Law Reform Efforts: Domestic Violence in Belarus

Submitted by k.shmacina on Thu, 2016-08-04 14:33
Revised by k.shmacina on Thu, 2016-08-04 14:55

The National Assembly of the Republic of Belarus adopted the Law on the Basis for Prevention of Offenses in January 2014. The Law was elaborated in cooperation with the UNFPA as part of the technical legal assistance program.[1]

The Law imposes additional measures for prevention of domestic conflicts, including registration for preventive control and issuance of a restraining order. [2] 

The Law defines domestic violence as deliberate physical, psychological, sexual abuse towards a family member which results in violation of rights, freedoms, legitimate interests and causes physical and (or) mental sufferings.

The term “family members” includes relatives and other individuals who share household. Thus, the law protects not only spouses in registered marriage, but also relatives and other cohabiting individuals.

Application of individual preventive measures is staged and includes preventive conversation, a formal warning, registration for preventive control and issuance of a restraining order.

Registration for preventive control envisages appearing at the police agency when summoned and participating in the conducted prevention activities at least once per month.  If a person registered with the police agency commits a repeated offense against a family member, a restraining order may be issued.

A restraining order is intended to prohibit a domestic violence offender to attempt to find out the whereabouts, to visit or communicate with the victim of domestic violence. A restraining order also ensures the safety of victims finding shelter.

According to a press release issued in February 2016, the Ministry of Internal Affairs advocates for adoption of a special law on prevention of domestic violence. In particular, the new law shall provide rehabilitation mechanism for victims.[3]

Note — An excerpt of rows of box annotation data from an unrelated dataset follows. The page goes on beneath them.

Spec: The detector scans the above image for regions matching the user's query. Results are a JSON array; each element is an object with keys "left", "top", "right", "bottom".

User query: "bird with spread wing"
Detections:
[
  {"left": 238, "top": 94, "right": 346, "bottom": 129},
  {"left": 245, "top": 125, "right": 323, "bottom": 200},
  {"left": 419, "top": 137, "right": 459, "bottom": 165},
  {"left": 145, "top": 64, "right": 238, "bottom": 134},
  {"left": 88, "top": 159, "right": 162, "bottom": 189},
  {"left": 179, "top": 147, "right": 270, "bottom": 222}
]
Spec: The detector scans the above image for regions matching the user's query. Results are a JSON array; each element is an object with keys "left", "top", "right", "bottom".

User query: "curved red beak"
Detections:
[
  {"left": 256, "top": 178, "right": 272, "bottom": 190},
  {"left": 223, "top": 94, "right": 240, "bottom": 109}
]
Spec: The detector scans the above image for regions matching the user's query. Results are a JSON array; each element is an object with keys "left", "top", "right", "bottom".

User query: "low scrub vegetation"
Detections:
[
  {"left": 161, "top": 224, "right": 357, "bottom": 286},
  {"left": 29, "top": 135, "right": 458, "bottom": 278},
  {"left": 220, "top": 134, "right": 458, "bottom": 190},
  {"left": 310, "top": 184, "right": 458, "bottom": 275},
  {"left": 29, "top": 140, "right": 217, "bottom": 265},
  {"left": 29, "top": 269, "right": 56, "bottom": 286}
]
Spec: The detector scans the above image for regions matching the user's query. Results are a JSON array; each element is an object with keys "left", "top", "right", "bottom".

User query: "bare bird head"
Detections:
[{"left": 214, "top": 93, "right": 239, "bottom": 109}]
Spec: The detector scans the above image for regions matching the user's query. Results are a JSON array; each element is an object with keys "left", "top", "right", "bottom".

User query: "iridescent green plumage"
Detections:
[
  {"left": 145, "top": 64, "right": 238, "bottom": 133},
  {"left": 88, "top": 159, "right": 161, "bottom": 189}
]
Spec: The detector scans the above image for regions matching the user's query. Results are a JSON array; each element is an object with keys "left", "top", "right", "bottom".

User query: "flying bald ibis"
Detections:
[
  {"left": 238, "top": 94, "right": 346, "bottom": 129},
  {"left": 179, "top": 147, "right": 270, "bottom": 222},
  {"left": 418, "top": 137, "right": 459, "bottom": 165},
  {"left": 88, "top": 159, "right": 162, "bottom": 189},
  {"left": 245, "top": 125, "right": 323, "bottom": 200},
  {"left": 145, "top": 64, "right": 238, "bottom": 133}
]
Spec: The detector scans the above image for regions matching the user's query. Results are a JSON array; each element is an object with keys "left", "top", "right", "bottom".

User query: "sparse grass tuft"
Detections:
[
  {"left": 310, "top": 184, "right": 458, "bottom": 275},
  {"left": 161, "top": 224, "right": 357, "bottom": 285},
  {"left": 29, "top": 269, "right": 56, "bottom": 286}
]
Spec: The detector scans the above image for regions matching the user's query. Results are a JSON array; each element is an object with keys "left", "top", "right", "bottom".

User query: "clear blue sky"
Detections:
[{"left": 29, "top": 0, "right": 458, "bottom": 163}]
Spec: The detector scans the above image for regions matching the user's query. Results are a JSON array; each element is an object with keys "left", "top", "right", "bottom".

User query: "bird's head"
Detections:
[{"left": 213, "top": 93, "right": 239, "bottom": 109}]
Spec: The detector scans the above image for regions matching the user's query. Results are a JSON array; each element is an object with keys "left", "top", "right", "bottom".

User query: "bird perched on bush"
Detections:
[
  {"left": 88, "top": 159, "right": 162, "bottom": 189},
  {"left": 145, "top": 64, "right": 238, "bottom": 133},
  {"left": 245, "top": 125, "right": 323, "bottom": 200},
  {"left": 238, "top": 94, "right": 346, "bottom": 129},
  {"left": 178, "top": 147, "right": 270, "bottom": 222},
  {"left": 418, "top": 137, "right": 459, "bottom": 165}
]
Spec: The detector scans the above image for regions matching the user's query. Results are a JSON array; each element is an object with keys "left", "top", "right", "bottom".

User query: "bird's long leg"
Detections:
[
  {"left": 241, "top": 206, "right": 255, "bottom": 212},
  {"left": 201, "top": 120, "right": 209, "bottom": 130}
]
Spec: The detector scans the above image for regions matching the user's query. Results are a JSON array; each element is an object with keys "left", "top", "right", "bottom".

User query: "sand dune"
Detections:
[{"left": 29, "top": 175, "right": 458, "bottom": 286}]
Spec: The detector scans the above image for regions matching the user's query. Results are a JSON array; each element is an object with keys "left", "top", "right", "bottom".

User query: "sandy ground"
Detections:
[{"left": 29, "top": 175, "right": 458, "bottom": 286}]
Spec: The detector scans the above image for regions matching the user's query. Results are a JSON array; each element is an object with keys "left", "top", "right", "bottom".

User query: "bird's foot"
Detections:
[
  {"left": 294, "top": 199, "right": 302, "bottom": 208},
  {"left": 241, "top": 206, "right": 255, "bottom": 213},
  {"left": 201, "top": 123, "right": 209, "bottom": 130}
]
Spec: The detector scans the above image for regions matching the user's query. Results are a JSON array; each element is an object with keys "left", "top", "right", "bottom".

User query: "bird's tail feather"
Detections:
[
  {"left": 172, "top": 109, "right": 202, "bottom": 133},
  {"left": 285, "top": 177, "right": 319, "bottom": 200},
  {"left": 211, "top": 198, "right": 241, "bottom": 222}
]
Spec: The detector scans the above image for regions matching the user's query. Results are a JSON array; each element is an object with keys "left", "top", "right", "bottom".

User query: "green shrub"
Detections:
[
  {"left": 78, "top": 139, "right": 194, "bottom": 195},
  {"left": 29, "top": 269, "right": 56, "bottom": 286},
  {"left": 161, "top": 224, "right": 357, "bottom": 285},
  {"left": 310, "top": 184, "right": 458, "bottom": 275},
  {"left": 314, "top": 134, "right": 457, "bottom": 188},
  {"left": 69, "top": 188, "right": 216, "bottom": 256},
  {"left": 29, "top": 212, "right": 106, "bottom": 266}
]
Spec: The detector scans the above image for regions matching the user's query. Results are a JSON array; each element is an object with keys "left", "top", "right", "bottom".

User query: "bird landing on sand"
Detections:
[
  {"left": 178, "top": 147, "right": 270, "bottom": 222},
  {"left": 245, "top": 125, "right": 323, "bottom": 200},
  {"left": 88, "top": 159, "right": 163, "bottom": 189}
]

Belarusian expert community presented recommendations for the draft law on prevention of domestic violence.[4] Recommendations are based on practical experience of the “Gender Perspectives”, the organization that administers the national domestic violence hotline. The experts suggest 1) to elaborate the definition of domestic violence by including economic abuse and a threat of violence; 2) to expand the scope of law on divorced spouses; 3) domestic violence cases shall be transferred from private to public prosecution, in order to eliminate a connection between the punishment of abuser and victim’s statement.